LEVANT 2: DCB Beats Standard Balloon Angioplasty at 1 Year in Femoropopliteal Disease


Using a paclitaxel-coated balloon to treat femoropopliteal artery disease results in better primary patency than does standard balloon angioplasty at 1 year and is associated with good safety outcomes, according to a study published online June 24, 2015, ahead of print in the New England Journal of Medicine.

Next Step: LEVANT 2: DCB Beats Standard Balloon Angioplasty at 1 Year in Femoropopliteal Disease

In October 2014, Lutonix 035 (Bard; Murray Hill, NJ) became the first drug-coated balloon (DCB) to be approved by the FDA for the indication of femoropopliteal artery disease.

For LEVANT 2, researchers led by Kenneth Rosenfield, MD, of Massachusetts General Hospital (Boston, MA), randomized 476 symptomatic patients (mean age 68 years; 63% men) from 54 international sites to the Lutonix DCB (n = 316) or standard balloon angioplasty (n = 160) between July 2011 and July 2012. Most (61%) were classified as Rutherford stage 3. Per angiographic analysis, all patients were unlikely to need a stent.
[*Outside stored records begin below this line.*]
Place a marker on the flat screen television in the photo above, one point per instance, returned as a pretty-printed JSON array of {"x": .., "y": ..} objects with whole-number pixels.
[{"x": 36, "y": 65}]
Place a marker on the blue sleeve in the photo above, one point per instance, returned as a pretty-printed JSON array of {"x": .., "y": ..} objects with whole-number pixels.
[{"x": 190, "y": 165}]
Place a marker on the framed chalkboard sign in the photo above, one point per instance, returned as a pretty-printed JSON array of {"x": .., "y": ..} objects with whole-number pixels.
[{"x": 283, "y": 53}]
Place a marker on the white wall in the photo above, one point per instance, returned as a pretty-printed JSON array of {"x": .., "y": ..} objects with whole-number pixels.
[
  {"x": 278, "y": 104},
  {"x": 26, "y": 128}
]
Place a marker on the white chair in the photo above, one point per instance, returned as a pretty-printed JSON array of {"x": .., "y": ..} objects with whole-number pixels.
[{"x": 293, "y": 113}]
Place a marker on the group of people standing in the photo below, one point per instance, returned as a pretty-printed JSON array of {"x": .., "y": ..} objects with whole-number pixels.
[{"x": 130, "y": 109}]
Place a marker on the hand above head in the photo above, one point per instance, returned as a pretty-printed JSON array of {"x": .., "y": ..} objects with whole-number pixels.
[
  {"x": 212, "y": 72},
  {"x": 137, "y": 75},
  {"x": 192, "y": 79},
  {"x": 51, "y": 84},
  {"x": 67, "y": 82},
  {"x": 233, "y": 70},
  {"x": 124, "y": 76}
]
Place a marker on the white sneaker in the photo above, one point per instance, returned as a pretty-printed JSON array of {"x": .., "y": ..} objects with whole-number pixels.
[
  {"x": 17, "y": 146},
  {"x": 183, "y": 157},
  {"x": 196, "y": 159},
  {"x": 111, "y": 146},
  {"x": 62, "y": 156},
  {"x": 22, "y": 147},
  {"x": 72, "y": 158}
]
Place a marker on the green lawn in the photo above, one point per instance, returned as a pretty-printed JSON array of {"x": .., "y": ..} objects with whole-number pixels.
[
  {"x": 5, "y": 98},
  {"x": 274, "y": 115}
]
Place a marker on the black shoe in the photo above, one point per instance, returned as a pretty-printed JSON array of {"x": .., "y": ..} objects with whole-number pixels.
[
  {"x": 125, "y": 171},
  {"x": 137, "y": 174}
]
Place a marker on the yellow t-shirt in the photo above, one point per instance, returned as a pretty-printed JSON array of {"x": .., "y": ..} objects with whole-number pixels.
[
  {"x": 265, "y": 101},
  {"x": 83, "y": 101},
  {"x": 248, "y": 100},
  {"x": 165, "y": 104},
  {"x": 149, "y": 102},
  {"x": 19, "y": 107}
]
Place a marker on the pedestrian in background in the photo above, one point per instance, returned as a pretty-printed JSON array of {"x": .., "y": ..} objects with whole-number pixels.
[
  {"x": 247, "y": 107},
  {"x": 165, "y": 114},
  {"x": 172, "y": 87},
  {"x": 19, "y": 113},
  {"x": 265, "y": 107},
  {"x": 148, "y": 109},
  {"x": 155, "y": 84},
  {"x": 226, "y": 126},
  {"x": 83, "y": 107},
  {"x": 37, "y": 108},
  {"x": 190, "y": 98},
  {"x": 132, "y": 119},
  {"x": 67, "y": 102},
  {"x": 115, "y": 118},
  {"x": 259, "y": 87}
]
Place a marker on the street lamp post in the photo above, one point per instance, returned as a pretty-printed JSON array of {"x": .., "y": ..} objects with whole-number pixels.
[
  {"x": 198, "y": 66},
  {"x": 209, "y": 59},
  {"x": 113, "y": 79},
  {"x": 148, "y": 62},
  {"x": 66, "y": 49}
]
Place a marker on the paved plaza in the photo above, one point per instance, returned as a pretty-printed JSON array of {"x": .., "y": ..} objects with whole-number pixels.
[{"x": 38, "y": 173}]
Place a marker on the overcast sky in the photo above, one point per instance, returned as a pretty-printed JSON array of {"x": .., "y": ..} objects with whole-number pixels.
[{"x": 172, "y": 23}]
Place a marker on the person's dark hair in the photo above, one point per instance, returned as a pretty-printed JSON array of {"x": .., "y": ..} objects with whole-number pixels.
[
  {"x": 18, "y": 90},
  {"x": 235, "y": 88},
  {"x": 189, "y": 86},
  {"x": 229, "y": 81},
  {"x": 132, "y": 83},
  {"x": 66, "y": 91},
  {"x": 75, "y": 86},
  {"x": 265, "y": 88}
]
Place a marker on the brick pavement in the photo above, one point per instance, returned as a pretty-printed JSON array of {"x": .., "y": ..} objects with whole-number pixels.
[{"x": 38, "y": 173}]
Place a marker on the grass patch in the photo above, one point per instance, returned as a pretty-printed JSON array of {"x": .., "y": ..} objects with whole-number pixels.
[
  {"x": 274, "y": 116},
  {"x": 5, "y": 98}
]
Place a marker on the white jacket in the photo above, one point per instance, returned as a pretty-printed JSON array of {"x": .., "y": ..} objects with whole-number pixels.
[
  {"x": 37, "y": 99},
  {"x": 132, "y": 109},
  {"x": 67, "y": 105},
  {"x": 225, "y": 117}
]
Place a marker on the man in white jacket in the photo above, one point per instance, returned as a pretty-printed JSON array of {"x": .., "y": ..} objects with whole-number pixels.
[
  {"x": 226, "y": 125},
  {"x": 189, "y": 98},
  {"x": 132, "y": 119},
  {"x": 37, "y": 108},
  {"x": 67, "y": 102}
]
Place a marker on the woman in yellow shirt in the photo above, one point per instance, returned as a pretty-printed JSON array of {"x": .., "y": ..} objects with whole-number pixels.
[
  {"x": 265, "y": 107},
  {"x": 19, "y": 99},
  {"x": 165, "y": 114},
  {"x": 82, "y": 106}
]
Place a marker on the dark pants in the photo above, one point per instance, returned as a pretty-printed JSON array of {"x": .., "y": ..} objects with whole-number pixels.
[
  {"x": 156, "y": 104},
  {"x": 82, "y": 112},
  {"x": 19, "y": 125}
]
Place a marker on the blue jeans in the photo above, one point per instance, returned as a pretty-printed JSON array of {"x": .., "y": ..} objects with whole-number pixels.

Mean lesion length was 62.8 mm, total treated length was 107.9 mm, and 21% of all lesions were occlusions. Procedural success was 88.9% with the DCB and 86.8% with standard balloon angioplasty. While baseline and procedural characteristics between the groups were well matched, provisional stenting occurred less often with DCBs than with standard angioplasty (2.5% vs 6.9%; P = .02).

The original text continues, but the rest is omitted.